So, they have that stupid goddam art fair in the same stupid goddam park every goddam year... and the same goddam bridge is still goddam there.... and now ..
... I saw her there last year.  We didn't talk, and when I looked around, she was gone
I still had her number.  I had a couple of drinks.. I called. Didn't leave a message.  She called me back.
"how's the husband?"....... "how's the kids?" .."How you doing".... "Fine.And you?"  and that was that. But I always think of that bridge. And what it is like to have a ghost sit next to you and call you 'Mister'.
Now, my daughter and I go to the Art Fair and she picks out my Father's Day present. ... and goes back to her Mom's.

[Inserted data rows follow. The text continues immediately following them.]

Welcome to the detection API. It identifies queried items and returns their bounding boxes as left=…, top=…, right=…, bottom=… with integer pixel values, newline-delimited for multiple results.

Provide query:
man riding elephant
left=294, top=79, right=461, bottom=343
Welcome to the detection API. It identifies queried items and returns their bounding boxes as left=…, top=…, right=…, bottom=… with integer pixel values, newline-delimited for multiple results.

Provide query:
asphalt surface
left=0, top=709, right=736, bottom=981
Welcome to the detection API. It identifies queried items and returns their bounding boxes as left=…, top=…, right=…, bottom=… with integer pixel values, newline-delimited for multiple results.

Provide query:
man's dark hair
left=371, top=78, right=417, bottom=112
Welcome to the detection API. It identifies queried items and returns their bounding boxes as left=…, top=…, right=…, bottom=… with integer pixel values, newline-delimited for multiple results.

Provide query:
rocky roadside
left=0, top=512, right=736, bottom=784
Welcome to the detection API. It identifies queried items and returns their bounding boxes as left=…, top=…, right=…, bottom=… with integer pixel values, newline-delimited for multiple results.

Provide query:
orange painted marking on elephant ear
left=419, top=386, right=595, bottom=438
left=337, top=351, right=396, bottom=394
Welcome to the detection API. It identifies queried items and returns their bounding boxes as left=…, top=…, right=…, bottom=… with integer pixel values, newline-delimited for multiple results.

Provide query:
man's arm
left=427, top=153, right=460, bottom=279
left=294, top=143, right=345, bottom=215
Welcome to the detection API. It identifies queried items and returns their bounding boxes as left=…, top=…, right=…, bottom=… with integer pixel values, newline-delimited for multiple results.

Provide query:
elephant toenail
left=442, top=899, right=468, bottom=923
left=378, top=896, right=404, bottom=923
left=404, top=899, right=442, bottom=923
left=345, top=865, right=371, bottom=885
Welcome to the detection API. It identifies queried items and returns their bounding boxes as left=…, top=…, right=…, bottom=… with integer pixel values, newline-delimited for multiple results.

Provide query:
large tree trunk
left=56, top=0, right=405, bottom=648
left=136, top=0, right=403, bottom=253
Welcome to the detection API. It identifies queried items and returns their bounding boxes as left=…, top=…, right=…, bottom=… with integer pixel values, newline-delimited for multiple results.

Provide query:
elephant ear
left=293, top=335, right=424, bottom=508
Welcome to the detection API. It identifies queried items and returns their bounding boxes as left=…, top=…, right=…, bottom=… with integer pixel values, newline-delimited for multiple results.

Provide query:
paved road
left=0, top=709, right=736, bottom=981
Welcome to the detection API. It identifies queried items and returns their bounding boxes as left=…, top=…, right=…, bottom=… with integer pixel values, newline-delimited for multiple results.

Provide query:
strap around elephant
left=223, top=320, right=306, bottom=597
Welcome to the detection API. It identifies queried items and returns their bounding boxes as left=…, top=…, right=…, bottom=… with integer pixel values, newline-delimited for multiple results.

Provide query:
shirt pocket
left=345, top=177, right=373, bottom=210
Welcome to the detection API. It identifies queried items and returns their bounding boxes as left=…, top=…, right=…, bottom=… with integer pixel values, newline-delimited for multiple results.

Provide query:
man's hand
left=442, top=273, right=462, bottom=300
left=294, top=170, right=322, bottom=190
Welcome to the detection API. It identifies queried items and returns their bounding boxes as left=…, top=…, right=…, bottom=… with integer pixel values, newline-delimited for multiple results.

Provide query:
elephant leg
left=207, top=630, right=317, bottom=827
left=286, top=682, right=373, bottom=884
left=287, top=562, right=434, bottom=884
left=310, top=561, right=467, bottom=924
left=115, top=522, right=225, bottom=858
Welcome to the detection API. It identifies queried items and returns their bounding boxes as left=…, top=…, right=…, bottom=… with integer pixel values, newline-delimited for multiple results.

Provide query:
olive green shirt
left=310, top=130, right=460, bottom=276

.... one year it rained so hard, they canceled the art fair.  I went anyway. Stood under an oak tree and sipped whiskey from a half-pint.  It is what it is, and it ain't no never mind.

Because I need some of that vagueness now
It's all come back too clearly
Yes I loved you dearly
And if you're offering me diamonds and rust
I've already paid 


 It gets to the point where you do not want diamonds anymore... cause you really believe there are none.... but if you try, see, you can get pretty good at polishing rust.

11 comments:

S.W. Anderson said...

Bravo. Very well done.

Squatlo said...

I'm going to try this again, was told "service unavailable" with my first comment. Hope I'm not stuttering here...

I wrote that this was beautiful, and you should do it for a living.

Really well written post.

Sue said...

Beautiful Jim, really beautiful. You got alota 'stuff' don't you.

nonnie9999 said...

why, you're just a big ol' squishy romantic, okjimm!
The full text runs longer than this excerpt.